Según la sentencia, el paciente fue diagnosticado más de 24 horas después de presentar los primeros síntomas de un ictus, lo que provocó una pérdida de la «ventana terapéutica», el periodo crítico en el que los médicos deben actuar para mitigar el daño cerebral. El afectado padece de afasia mixta y síndrome frontal, condiciones que deterioran su capacidad de lenguaje y han incrementado su grado de discapacidad de categoría 1 a 2.
Los hechos ocurrieron el 21 de enero de 2022, cuando el paciente se presentó en el Centro de Urgencias de Atención Primaria (CUAP) Casernes de Barcelona. Mostraba un estado de desorientación, confusión y dificultades para hablar. Tras una evaluación inicial, se activó el Código Ictus, que establece un protocolo para el tratamiento urgente de derrames cerebrales, y fue trasladado en ambulancia al Hospital Vall d»Hebron con la documentación que indicaba un posible ataque isquémico cerebral.
A pesar de la activación del protocolo, al llegar al hospital no se le diagnosticó correctamente.
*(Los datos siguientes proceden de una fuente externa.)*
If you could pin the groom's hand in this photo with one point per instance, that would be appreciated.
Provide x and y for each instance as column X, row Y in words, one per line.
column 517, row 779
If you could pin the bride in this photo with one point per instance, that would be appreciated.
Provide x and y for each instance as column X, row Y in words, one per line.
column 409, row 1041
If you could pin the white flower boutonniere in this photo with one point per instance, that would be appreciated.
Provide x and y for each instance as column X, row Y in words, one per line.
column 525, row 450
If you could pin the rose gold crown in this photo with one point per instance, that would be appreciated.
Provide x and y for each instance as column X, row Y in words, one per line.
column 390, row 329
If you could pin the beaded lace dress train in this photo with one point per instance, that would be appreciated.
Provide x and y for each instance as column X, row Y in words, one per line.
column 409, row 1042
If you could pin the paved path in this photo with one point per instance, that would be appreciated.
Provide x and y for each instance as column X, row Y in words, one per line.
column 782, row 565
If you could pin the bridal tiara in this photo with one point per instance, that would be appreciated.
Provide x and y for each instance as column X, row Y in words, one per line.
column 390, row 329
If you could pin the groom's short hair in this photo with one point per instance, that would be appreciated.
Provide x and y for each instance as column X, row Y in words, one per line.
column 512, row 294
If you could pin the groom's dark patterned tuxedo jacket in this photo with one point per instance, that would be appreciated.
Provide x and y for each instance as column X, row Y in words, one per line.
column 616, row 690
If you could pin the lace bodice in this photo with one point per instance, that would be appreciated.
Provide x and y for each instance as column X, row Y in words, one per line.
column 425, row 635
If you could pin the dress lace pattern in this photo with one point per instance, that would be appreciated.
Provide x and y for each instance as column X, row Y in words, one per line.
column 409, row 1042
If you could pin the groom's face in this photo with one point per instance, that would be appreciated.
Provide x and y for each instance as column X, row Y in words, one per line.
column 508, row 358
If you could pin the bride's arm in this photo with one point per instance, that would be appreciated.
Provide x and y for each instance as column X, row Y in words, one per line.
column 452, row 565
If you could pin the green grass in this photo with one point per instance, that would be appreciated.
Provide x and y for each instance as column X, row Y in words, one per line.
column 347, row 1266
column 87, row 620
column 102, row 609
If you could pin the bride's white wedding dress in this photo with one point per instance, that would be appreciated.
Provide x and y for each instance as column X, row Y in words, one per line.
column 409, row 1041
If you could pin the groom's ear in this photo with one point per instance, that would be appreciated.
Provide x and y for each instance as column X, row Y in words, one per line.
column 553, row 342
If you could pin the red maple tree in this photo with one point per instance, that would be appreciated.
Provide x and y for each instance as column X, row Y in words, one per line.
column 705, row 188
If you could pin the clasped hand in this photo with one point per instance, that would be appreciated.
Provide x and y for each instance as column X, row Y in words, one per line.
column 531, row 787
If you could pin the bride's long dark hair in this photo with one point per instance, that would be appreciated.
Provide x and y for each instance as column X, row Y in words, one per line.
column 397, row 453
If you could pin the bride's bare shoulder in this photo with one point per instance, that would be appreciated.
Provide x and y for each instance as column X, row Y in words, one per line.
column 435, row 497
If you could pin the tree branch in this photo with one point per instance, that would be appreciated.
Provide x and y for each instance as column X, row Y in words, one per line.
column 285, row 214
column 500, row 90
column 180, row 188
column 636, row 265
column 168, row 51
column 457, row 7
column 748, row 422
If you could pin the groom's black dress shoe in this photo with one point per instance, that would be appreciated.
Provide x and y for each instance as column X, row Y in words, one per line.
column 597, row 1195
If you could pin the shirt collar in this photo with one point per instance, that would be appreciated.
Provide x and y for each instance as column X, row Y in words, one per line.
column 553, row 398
En su lugar, se le atribuyó un «cuadro confusional» y «encefalitis de origen vírico». Esta confusión en el diagnóstico y el fallo en el triaje inicial retrasaron la valoración del neurocirujano, que no atendió al paciente hasta transcurridas casi 24 horas desde su ingreso en Urgencias.
La sentencia subraya la importancia de un diagnóstico temprano en casos de ictus, donde cada minuto cuenta para evitar daños irreversibles. Este caso pone de manifiesto la necesidad de revisar los protocolos de atención médica en situaciones críticas para prevenir que errores similares ocurran en el futuro.